Belgrade has always boasted medical standards among the highest in Europe and the Belgrade General was up there with the best. There were three series of tests, and they were seen by specialists in proctology, urology and oncology. It was the professor heading the third department who finally asked Milan Rajak to visit his suite of rooms at the clinic.
‘I believe you are a trainee monk?’ he asked.
‘Yes.’
‘Then you believe in God?’
‘Yes.’
‘I sometimes wish I could are Alas, I cannot. But you must now test your faith. The news is not good.’
‘Tell me, please.’
‘It is what we call colorectal cancer.’
‘Operable?’
‘I regret. No.’
‘Reversible? Chemotherapy?’
‘T
oo late. I am sorry, deeply sorry.’
The young man stared out of the window. He had been sentenced to death.
‘How long, professor?’
‘That is always asked, and always impossible to answer. With precautions, care, a special diet, some radiotherapy . . . a year. Possibly less, possibly more. Not much more.’
It was March 2001. Milan Rajak went back to Slanci and told the abbot. The older man wept for the one who was now like the son he had never had.
On 1 April the Belgrade police arrested Slobodan Milosevic. Zoran Zilic had disappeared; at his son’s request, Milan’s puzzled father had used his contacts high in the police force to confirm that Yugoslavia’s most successful and powerful gangster had simply disappeared more than a year earlier and was now living somewhere abroad, location unknown. His influence had disappeared with him.
On 2 April 2001, Milan Rajak sought out from his papers an old card. He took a sheet of paper and, writing in English, addressed a letter to London. The burden of the letter was in the first line.
‘I have changed my mind. I am prepared to testify.’

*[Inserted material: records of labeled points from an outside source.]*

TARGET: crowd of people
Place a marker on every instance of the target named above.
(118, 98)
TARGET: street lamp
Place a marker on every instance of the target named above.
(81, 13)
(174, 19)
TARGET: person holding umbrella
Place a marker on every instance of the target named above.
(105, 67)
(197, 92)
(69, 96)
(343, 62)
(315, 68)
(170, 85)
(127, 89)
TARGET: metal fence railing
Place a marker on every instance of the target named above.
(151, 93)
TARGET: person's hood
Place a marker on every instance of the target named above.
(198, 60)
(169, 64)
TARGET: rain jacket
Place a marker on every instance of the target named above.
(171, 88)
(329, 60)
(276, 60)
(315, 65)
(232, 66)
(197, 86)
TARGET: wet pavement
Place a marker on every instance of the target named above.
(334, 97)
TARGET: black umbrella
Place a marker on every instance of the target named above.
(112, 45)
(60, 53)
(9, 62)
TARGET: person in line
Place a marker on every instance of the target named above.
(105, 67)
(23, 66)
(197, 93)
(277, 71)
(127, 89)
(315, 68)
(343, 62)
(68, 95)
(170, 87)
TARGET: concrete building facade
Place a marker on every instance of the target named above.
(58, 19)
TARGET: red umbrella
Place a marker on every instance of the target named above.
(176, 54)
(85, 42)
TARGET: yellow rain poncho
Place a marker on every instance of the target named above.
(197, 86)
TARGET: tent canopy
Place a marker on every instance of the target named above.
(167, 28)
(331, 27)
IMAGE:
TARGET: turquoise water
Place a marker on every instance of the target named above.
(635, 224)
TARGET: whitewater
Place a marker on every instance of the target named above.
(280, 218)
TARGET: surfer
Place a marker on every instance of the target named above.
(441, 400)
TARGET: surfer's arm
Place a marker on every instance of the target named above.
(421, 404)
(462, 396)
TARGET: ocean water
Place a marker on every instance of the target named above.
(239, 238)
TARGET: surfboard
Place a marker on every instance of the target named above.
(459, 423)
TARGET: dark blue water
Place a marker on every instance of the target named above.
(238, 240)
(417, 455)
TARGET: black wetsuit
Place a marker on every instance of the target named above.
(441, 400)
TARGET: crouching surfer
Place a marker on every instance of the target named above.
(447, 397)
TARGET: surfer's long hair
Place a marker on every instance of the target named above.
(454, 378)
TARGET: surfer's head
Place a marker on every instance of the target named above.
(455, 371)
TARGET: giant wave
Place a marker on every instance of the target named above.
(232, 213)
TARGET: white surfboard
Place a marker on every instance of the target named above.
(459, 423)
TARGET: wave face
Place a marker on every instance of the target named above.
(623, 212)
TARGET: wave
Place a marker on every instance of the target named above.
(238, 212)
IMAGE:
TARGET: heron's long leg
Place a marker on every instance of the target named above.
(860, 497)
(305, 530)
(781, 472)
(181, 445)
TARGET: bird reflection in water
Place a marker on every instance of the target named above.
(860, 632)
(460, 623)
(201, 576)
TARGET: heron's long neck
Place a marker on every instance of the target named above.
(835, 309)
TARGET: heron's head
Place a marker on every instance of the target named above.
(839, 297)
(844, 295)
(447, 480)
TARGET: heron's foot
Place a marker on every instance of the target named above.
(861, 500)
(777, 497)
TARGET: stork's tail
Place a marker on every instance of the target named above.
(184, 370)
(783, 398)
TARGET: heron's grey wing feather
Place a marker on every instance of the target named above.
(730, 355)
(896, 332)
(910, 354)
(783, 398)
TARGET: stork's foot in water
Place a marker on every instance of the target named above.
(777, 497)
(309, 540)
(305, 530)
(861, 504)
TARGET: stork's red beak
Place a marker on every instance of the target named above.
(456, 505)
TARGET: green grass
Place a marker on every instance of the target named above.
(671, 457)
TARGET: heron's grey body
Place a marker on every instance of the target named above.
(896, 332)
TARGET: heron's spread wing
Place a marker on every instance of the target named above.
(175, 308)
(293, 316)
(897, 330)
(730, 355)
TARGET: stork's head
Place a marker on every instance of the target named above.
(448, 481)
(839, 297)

Within twenty-four hours of receiving the letter three days later, and after a quick call to Stephen Edmond in Windsor, Ontario, the Tracker came back to Belgrade.
The statement was taken in English, in the presence of a certified interpreter and notary public. It was signed and witnessed:
Back then in 1995, young Serbian men were accustomed to believe what they were told, and I was no exception. It may be plain today what terrible things were done in Croatia and Bosnia, and later in Kosovo, but we were told the victims were isolated communities of Serbs in these former provinces, and I believed this. The idea that our own armed forces were carrying out mass murder of old people, women and children, was inconceivable. Only Croats and Bosnians did this sort of thing, we were told. Serbian forces were only concerned to protect and rescue Serbian minority communities.